Le premier roman publié par Almudena Grades n’est autre que Les Vies de Loulou (1989), une œuvre érotique qui a gagné le 11e Prix de La Sonrisa Vertical et qui a été adaptée au cinéma par Bigas Luna l'année suivante. Le livre a eu un grand succès et il a été traduit en plus de 20 langues. Le succès démesuré de son premier roman, l'a amené à déclarer que : « il lui a offert la vie qu'elle voulait vivre et jamais elle ne pourra rembourser cette dette ».

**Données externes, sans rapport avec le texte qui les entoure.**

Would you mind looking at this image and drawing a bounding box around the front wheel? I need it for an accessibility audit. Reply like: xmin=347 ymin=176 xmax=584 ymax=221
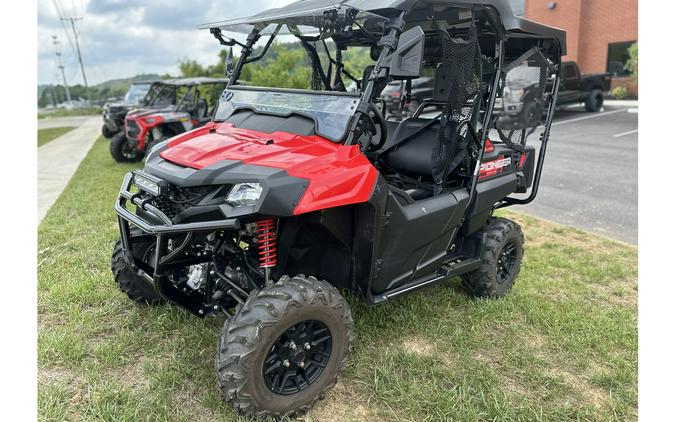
xmin=585 ymin=89 xmax=605 ymax=113
xmin=462 ymin=218 xmax=525 ymax=298
xmin=110 ymin=132 xmax=143 ymax=163
xmin=216 ymin=275 xmax=354 ymax=417
xmin=101 ymin=125 xmax=118 ymax=139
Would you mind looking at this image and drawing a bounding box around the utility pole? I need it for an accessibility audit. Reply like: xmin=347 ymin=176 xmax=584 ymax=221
xmin=52 ymin=35 xmax=71 ymax=103
xmin=61 ymin=18 xmax=89 ymax=93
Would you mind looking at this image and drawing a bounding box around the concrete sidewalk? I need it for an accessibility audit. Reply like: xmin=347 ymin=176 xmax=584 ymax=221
xmin=38 ymin=116 xmax=102 ymax=224
xmin=38 ymin=116 xmax=94 ymax=130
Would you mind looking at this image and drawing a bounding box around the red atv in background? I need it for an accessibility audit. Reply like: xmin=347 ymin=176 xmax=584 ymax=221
xmin=110 ymin=78 xmax=228 ymax=163
xmin=112 ymin=0 xmax=566 ymax=417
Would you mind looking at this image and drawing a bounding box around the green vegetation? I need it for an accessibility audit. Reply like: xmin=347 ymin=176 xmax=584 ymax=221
xmin=38 ymin=107 xmax=103 ymax=119
xmin=612 ymin=86 xmax=628 ymax=100
xmin=37 ymin=139 xmax=638 ymax=421
xmin=38 ymin=127 xmax=75 ymax=147
xmin=627 ymin=43 xmax=639 ymax=79
xmin=38 ymin=74 xmax=168 ymax=108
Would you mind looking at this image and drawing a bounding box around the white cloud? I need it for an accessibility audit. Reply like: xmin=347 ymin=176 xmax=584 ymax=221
xmin=38 ymin=0 xmax=291 ymax=85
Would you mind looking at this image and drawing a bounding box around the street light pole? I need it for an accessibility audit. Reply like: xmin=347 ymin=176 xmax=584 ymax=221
xmin=61 ymin=18 xmax=89 ymax=91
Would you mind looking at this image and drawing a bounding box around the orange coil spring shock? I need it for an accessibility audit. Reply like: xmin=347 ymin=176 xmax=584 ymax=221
xmin=256 ymin=220 xmax=277 ymax=268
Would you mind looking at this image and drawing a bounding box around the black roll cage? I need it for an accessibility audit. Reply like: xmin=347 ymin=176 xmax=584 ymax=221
xmin=210 ymin=5 xmax=564 ymax=210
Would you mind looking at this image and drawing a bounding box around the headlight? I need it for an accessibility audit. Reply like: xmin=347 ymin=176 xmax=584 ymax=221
xmin=225 ymin=183 xmax=262 ymax=207
xmin=133 ymin=170 xmax=169 ymax=196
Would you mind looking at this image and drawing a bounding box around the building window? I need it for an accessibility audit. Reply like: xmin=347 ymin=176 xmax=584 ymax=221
xmin=607 ymin=41 xmax=635 ymax=76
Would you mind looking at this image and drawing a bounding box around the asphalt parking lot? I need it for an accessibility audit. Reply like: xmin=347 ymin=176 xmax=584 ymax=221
xmin=514 ymin=105 xmax=638 ymax=245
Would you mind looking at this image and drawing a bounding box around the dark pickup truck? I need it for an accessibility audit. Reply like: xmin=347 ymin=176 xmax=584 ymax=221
xmin=558 ymin=62 xmax=612 ymax=112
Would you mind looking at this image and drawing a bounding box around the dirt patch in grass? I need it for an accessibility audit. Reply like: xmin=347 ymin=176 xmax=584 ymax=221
xmin=401 ymin=336 xmax=436 ymax=357
xmin=106 ymin=355 xmax=150 ymax=389
xmin=173 ymin=390 xmax=223 ymax=422
xmin=38 ymin=367 xmax=76 ymax=385
xmin=308 ymin=380 xmax=384 ymax=422
xmin=547 ymin=367 xmax=610 ymax=409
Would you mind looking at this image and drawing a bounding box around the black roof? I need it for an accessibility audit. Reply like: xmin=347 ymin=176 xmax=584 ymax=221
xmin=200 ymin=0 xmax=567 ymax=55
xmin=155 ymin=77 xmax=230 ymax=86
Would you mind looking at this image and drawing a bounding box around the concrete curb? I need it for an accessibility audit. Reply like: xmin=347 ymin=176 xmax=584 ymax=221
xmin=38 ymin=117 xmax=102 ymax=224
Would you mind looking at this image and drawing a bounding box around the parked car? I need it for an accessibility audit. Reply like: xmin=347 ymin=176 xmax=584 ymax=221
xmin=101 ymin=81 xmax=153 ymax=139
xmin=381 ymin=77 xmax=434 ymax=118
xmin=558 ymin=62 xmax=612 ymax=112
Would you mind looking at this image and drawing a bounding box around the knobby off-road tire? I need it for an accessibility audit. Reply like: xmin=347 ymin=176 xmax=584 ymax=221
xmin=110 ymin=131 xmax=143 ymax=163
xmin=585 ymin=89 xmax=605 ymax=113
xmin=216 ymin=275 xmax=354 ymax=417
xmin=101 ymin=125 xmax=118 ymax=139
xmin=111 ymin=232 xmax=164 ymax=306
xmin=462 ymin=218 xmax=525 ymax=299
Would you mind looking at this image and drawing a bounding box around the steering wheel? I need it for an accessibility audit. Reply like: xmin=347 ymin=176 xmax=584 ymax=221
xmin=365 ymin=103 xmax=387 ymax=152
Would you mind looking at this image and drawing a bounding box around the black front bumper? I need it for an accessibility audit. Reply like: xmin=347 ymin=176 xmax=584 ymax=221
xmin=115 ymin=173 xmax=241 ymax=237
xmin=115 ymin=173 xmax=241 ymax=317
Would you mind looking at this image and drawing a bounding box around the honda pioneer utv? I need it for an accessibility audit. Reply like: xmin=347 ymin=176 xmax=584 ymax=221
xmin=110 ymin=78 xmax=228 ymax=162
xmin=101 ymin=81 xmax=153 ymax=139
xmin=112 ymin=0 xmax=566 ymax=416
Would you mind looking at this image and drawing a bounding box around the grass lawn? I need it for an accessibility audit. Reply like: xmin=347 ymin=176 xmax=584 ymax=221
xmin=38 ymin=127 xmax=75 ymax=148
xmin=38 ymin=140 xmax=638 ymax=421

Son roman suivant, Te llamaré Viernes (1991), alors exclu du genre érotique, n'a pas eu un grand succès. En revanche, Malena es un nombre de tango (1994) qui a été adapté au cinéma par Gerardo Herrero en 1996 a eu un grand succès.

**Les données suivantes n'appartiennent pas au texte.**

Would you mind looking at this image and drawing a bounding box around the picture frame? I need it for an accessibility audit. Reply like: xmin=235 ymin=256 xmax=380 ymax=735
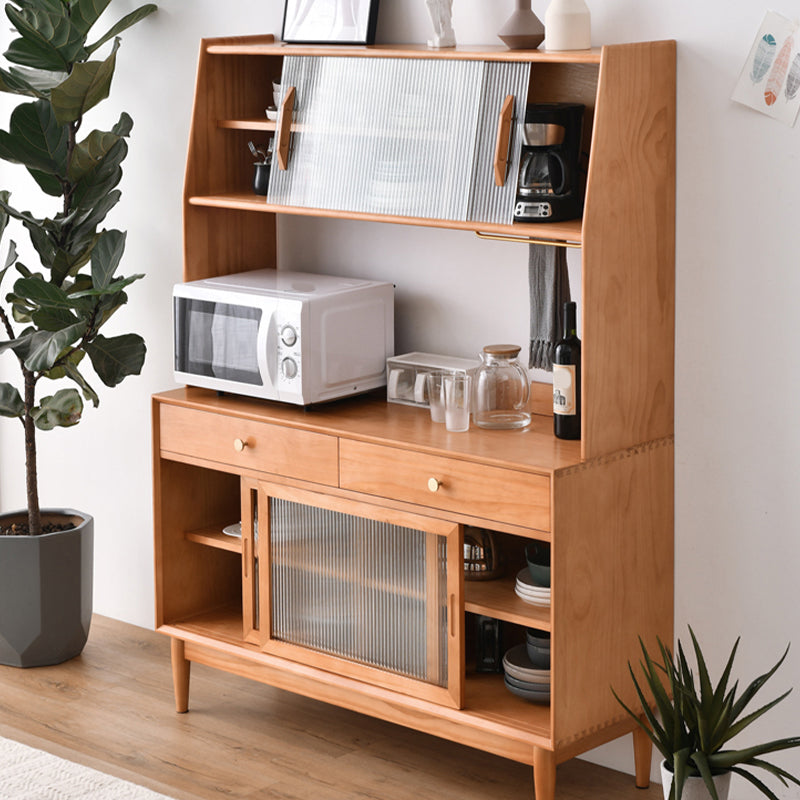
xmin=281 ymin=0 xmax=378 ymax=45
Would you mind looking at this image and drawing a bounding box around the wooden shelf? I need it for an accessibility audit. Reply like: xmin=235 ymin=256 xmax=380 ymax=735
xmin=166 ymin=607 xmax=551 ymax=740
xmin=188 ymin=194 xmax=583 ymax=244
xmin=217 ymin=116 xmax=277 ymax=131
xmin=205 ymin=37 xmax=602 ymax=64
xmin=464 ymin=577 xmax=551 ymax=631
xmin=185 ymin=527 xmax=242 ymax=553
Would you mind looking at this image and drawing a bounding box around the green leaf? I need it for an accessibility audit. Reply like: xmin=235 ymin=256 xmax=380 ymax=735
xmin=63 ymin=352 xmax=100 ymax=408
xmin=14 ymin=277 xmax=72 ymax=309
xmin=92 ymin=230 xmax=127 ymax=289
xmin=14 ymin=322 xmax=86 ymax=372
xmin=86 ymin=3 xmax=158 ymax=55
xmin=0 ymin=67 xmax=61 ymax=99
xmin=0 ymin=242 xmax=17 ymax=283
xmin=31 ymin=389 xmax=83 ymax=431
xmin=0 ymin=100 xmax=68 ymax=176
xmin=31 ymin=308 xmax=85 ymax=331
xmin=5 ymin=4 xmax=87 ymax=72
xmin=0 ymin=383 xmax=25 ymax=417
xmin=85 ymin=333 xmax=147 ymax=386
xmin=50 ymin=39 xmax=119 ymax=125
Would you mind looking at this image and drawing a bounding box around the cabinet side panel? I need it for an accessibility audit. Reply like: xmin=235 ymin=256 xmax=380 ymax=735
xmin=183 ymin=40 xmax=280 ymax=280
xmin=552 ymin=438 xmax=674 ymax=746
xmin=582 ymin=42 xmax=675 ymax=458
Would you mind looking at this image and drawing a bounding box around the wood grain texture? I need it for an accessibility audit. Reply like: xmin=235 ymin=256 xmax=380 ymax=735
xmin=551 ymin=439 xmax=674 ymax=747
xmin=0 ymin=616 xmax=661 ymax=800
xmin=339 ymin=439 xmax=550 ymax=531
xmin=161 ymin=406 xmax=339 ymax=484
xmin=582 ymin=42 xmax=675 ymax=458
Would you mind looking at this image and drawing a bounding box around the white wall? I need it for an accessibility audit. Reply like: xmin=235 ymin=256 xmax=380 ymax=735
xmin=0 ymin=0 xmax=800 ymax=800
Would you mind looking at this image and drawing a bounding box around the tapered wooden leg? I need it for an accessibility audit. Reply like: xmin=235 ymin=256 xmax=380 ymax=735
xmin=171 ymin=639 xmax=192 ymax=714
xmin=533 ymin=747 xmax=556 ymax=800
xmin=633 ymin=727 xmax=653 ymax=789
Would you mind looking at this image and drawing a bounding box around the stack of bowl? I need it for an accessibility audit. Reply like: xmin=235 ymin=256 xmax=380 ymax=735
xmin=503 ymin=632 xmax=550 ymax=703
xmin=514 ymin=542 xmax=550 ymax=606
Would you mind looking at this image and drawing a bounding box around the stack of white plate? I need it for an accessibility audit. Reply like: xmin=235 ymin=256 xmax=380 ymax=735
xmin=503 ymin=644 xmax=550 ymax=703
xmin=514 ymin=567 xmax=550 ymax=606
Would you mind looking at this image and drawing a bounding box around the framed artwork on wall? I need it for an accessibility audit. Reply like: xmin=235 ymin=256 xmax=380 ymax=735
xmin=282 ymin=0 xmax=378 ymax=44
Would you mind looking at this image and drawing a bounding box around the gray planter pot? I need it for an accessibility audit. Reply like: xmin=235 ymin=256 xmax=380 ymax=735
xmin=0 ymin=508 xmax=94 ymax=667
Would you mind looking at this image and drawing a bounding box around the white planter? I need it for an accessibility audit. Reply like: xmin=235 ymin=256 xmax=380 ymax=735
xmin=544 ymin=0 xmax=592 ymax=50
xmin=661 ymin=761 xmax=733 ymax=800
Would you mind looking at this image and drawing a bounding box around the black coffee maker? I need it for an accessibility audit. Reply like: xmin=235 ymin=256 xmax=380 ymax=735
xmin=514 ymin=103 xmax=585 ymax=222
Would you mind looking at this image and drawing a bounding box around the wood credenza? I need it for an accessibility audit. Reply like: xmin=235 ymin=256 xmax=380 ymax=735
xmin=153 ymin=37 xmax=675 ymax=800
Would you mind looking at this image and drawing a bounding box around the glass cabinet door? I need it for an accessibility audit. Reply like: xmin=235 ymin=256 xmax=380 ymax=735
xmin=259 ymin=483 xmax=463 ymax=707
xmin=268 ymin=56 xmax=530 ymax=223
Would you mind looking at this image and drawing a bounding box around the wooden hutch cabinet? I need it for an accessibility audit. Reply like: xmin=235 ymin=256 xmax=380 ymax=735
xmin=153 ymin=36 xmax=675 ymax=800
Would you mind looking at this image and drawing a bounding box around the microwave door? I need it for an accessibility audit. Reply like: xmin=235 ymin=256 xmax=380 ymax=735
xmin=258 ymin=308 xmax=278 ymax=400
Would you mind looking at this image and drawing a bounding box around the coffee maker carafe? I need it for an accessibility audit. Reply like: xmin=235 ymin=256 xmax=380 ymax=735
xmin=514 ymin=103 xmax=584 ymax=222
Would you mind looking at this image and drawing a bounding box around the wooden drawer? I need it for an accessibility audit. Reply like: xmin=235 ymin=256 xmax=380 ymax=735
xmin=339 ymin=439 xmax=550 ymax=531
xmin=160 ymin=404 xmax=339 ymax=486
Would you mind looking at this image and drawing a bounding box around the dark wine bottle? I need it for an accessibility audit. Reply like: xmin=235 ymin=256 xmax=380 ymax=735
xmin=553 ymin=303 xmax=581 ymax=439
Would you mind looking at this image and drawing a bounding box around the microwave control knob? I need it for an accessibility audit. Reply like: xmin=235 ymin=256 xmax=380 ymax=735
xmin=281 ymin=325 xmax=297 ymax=347
xmin=281 ymin=358 xmax=297 ymax=378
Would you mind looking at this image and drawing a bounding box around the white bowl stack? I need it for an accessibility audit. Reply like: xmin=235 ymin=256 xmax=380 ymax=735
xmin=514 ymin=567 xmax=550 ymax=606
xmin=503 ymin=644 xmax=550 ymax=703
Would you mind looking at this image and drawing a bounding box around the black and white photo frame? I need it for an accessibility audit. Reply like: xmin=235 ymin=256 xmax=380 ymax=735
xmin=282 ymin=0 xmax=378 ymax=44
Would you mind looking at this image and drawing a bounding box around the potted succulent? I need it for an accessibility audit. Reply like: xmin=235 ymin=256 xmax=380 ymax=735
xmin=612 ymin=628 xmax=800 ymax=800
xmin=0 ymin=0 xmax=156 ymax=666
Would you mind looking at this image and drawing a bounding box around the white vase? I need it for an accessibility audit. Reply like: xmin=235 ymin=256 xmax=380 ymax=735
xmin=544 ymin=0 xmax=592 ymax=50
xmin=661 ymin=761 xmax=732 ymax=800
xmin=497 ymin=0 xmax=544 ymax=50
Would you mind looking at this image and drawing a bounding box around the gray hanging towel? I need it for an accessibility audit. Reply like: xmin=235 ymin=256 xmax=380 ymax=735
xmin=528 ymin=244 xmax=571 ymax=372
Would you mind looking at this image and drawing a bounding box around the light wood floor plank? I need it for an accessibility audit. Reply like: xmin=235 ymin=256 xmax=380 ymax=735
xmin=0 ymin=616 xmax=661 ymax=800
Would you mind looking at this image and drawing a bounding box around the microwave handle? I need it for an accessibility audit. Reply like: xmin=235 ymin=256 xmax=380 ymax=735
xmin=258 ymin=308 xmax=278 ymax=389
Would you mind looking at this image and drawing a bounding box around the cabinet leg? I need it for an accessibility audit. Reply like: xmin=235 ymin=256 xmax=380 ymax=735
xmin=170 ymin=639 xmax=192 ymax=714
xmin=633 ymin=727 xmax=653 ymax=789
xmin=533 ymin=747 xmax=556 ymax=800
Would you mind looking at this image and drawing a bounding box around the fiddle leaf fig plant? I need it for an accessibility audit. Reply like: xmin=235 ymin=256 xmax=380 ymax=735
xmin=0 ymin=0 xmax=156 ymax=535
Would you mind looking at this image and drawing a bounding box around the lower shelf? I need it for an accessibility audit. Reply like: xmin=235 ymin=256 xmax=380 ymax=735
xmin=159 ymin=608 xmax=552 ymax=752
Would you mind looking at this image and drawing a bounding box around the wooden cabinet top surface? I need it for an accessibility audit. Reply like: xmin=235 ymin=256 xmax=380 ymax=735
xmin=204 ymin=35 xmax=602 ymax=64
xmin=155 ymin=387 xmax=581 ymax=475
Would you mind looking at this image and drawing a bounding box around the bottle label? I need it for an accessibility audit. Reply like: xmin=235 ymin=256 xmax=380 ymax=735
xmin=553 ymin=364 xmax=576 ymax=416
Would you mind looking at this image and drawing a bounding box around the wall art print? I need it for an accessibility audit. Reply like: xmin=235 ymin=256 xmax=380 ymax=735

Dans la même année, un recueil d'histoires intitulé Modelos de mujer a été publié, certaines d'entre elles déjà connues car parues dans une de ses fréquentes collaborations dans la presse. Entre elles, « El vocabulario de los balcones », inspiré d'un poème de son mari, Luis García Montero, a servi de base pour le long métrage Aunque tú no lo sepas, dirigée par Juan Vicente Córdoba en 2000.
Atlas de geografía humana (1998), Los aires difíciles (2002) y Castillos de cartón (2004) font suite à l'œuvre romanesque de l'auteur. Comme dans ses œuvres précédentes, toutes ont lieu en Espagne, dans le dernier quart du XXe siècle ou au début du XXIe siècle, montrant, à l'aide de techniques réalistes et de l'introspection psychologique, la vie quotidienne des personnages de cette époque.
En 2003, une série d'articles parus dans le journal espagnol El País ont été publiés sous le nom de Mercado de Barceló.
En 2005, elle poursuit son œuvre courte avec Estaciones de paso, un nouveau livre composé de cinq courtes histoires à propos de plusieurs adolescents qui doivent aborder diverses situations qu'ils ne sont pas en mesure de comprendre, mais, comme il s'agit de leur vie, ils doivent la vivre.
Le film Los aires difíciles, tiré du roman homonyme, est sorti en 2006; dirigé par Gerardo Herrero. Les rôles principaux ont été joués par José Luis Pérez, Cuca Escribano et Roberto Enríquez.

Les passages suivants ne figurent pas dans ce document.